Fatima

J’aimerais dire que je suis née musulmane, mais les bébés n’ont pas de religion. Tout ce que les bébés savent, c’est qu’ils sont au centre de l’univers, tout le temps. Je suppose que je suis devenue musulmane le jour où ma mère m’a dit : « Nous irons tous à la maison d’Allah » . J’avais 3 ans, et aujourd’hui encore, je le crois. Je porte un hijab, je commande du coca dans les pubs quand je suis avec des amies et amis ou des collègues non musulmans, et j’essaie (mais n’y arrive généralement pas) de me réveiller assez tôt pour faire mes prières de l’aube (Fajr). Je tiens la porte aux personnes inconnues (ou du moins je le faisais avant la période de COVID).

De temps en temps, je suis victime d’islamophobie de la part de personnes inconnues – des Torontois qui me dévisagent, se touchent la tête en me voyant, me font un doigt d’honneur, ou crient des injures. Pour des raisons que j’ignore, ils se sentent menacés par une femme innocente qui porte un hijab (et parfois un casque de vélo). Quand j’ai commencé à porter le hijab, j’étais vraiment désemparée, mais je me suis habituée aux regards. Heureusement, les insultes et les doigts d’honneur ne se produisent que tous les quelques mois.

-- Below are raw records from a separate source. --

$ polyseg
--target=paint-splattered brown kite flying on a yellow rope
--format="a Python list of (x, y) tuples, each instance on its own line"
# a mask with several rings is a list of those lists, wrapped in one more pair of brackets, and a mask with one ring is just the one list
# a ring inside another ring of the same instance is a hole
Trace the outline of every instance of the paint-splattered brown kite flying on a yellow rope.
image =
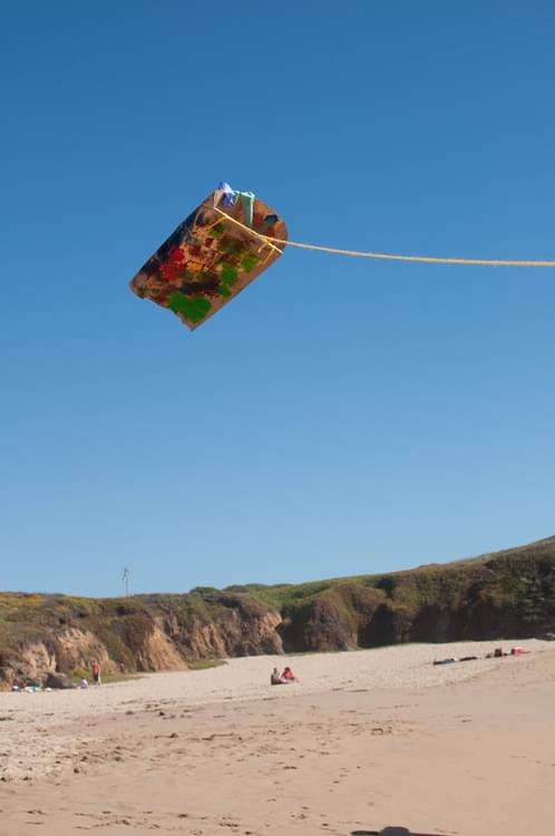
[(271, 266), (286, 240), (288, 227), (270, 206), (222, 182), (129, 286), (194, 330)]

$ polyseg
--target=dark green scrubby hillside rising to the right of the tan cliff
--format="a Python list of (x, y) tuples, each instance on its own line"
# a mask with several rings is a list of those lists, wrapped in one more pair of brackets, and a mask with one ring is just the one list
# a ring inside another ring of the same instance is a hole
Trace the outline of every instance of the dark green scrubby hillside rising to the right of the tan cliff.
[(276, 607), (298, 650), (524, 638), (555, 630), (555, 537), (405, 572), (228, 591)]

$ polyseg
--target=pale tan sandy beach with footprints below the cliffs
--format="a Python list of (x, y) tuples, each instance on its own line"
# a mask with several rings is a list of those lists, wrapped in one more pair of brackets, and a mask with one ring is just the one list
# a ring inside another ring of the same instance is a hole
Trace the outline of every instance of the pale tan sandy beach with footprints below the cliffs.
[[(513, 643), (529, 655), (416, 644), (0, 693), (0, 834), (553, 836), (555, 644)], [(431, 664), (461, 655), (480, 659)], [(285, 663), (300, 683), (270, 687)]]

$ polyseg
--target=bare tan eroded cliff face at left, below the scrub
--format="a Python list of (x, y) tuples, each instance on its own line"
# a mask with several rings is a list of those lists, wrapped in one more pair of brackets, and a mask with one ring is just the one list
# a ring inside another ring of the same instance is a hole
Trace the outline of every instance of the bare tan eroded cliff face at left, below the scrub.
[(65, 604), (58, 597), (49, 625), (41, 609), (35, 636), (27, 621), (26, 636), (19, 639), (18, 621), (13, 622), (10, 647), (0, 650), (0, 689), (45, 684), (52, 673), (78, 679), (95, 661), (105, 674), (119, 674), (185, 670), (187, 660), (283, 652), (276, 610), (216, 595), (195, 612), (181, 607), (179, 597), (168, 602), (156, 596), (154, 603), (125, 600), (93, 612), (84, 612), (81, 605), (69, 614), (65, 607), (64, 624), (55, 618), (59, 602)]

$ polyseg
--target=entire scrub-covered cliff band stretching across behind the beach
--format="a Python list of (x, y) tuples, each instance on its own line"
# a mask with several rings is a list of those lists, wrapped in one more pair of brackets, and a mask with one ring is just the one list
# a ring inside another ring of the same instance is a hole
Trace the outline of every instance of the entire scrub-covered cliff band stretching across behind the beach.
[(80, 599), (0, 594), (0, 689), (199, 659), (555, 633), (555, 537), (458, 563), (306, 584)]

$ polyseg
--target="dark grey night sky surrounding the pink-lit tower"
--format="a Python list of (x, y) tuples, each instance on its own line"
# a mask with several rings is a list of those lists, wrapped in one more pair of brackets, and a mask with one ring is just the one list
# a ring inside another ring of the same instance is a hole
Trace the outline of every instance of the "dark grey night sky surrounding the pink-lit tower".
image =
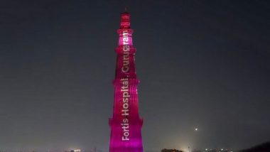
[(269, 1), (1, 0), (0, 149), (107, 151), (125, 6), (145, 150), (270, 140)]

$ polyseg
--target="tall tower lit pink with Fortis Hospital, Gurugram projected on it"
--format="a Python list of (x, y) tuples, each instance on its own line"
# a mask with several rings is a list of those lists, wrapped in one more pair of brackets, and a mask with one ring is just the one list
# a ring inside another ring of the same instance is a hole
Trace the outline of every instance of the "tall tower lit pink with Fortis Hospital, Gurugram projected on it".
[(117, 53), (117, 67), (114, 84), (114, 109), (109, 119), (111, 139), (109, 152), (143, 152), (139, 116), (137, 86), (139, 80), (135, 70), (136, 48), (132, 44), (133, 30), (130, 28), (130, 14), (121, 13)]

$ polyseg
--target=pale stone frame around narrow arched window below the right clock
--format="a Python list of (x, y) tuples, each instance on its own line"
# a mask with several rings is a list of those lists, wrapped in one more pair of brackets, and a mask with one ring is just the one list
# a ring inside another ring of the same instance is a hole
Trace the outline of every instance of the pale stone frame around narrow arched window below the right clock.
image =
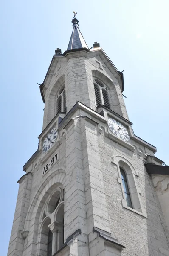
[[(137, 177), (139, 177), (139, 176), (138, 176), (137, 172), (135, 171), (134, 167), (127, 159), (125, 159), (124, 157), (121, 157), (121, 156), (113, 157), (112, 163), (117, 165), (117, 170), (118, 170), (117, 181), (121, 185), (122, 207), (147, 218), (146, 210), (142, 207), (142, 204), (141, 204), (141, 198), (140, 198), (141, 193), (137, 187), (136, 180), (135, 180), (135, 176), (137, 176)], [(130, 198), (132, 201), (133, 208), (127, 206), (127, 201), (126, 201), (125, 193), (124, 193), (124, 187), (123, 187), (123, 183), (122, 183), (122, 179), (121, 179), (120, 168), (123, 169), (126, 174), (127, 184), (128, 184)]]

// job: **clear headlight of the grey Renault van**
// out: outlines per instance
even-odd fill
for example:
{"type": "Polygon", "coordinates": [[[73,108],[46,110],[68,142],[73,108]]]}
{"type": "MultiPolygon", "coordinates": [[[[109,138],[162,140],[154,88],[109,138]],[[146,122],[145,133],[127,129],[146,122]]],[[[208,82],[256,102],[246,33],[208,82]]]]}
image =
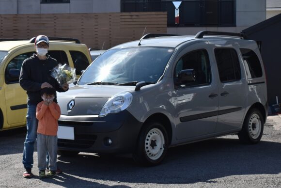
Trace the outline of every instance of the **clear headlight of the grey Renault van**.
{"type": "Polygon", "coordinates": [[[105,116],[109,113],[118,113],[127,109],[133,100],[131,93],[120,93],[109,98],[106,104],[101,109],[99,116],[105,116]]]}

Parfois, des gens se font des idées sur la façon dont je vis ma religion, ce qui est difficile aussi. Un jour, un professeur ne m’a pas serré la main parce qu’il pensait que les femmes musulmanes ne font pas ce geste, alors que je lui avais serré la main plusieurs fois auparavant. Quelqu’un lui avait-il dit que l’Islam n’est pas un monolithe? Que je ne suis pas un stéréotype qui considère une poignée de main professionnelle comme un acte sexuel?

Mais le racisme qui fait le plus mal, c’est quand des gens ne me voient pas comme Canadienne. Beaucoup de blancs et de non blancs me traitent comme ça. Des gens me demandent d’où je viens, et je réponds Toronto – parce que c’est là où je suis née et j’ai grandi. Dans mes souvenirs et dans mon cœur, c’est là que j’habite depuis toujours. Mais ils ne prennent pas Toronto comme une réponse acceptable. Ils veulent m’entendre dire le nom d’un endroit situé à des heures de vol, où tout le monde a la même couleur de peau que moi. Je ne m’associe pas à un tel endroit, un endroit que je n’ai visité que deux fois dans ma vie. Une fois, on m’a demandé : « Comment avez-vous vécu votre premier hiver? » Je ne peux pas répondre à cette question, car je ne me souviens guère d’un hiver qui a commencé une semaine après ma naissance. Je suis fatiguée de dire aux gens que je suis Canadienne. Je suis Torontoise et je suis Canadienne, quoi qu’en disent les autres. Personne ne pourra me convaincre du contraire.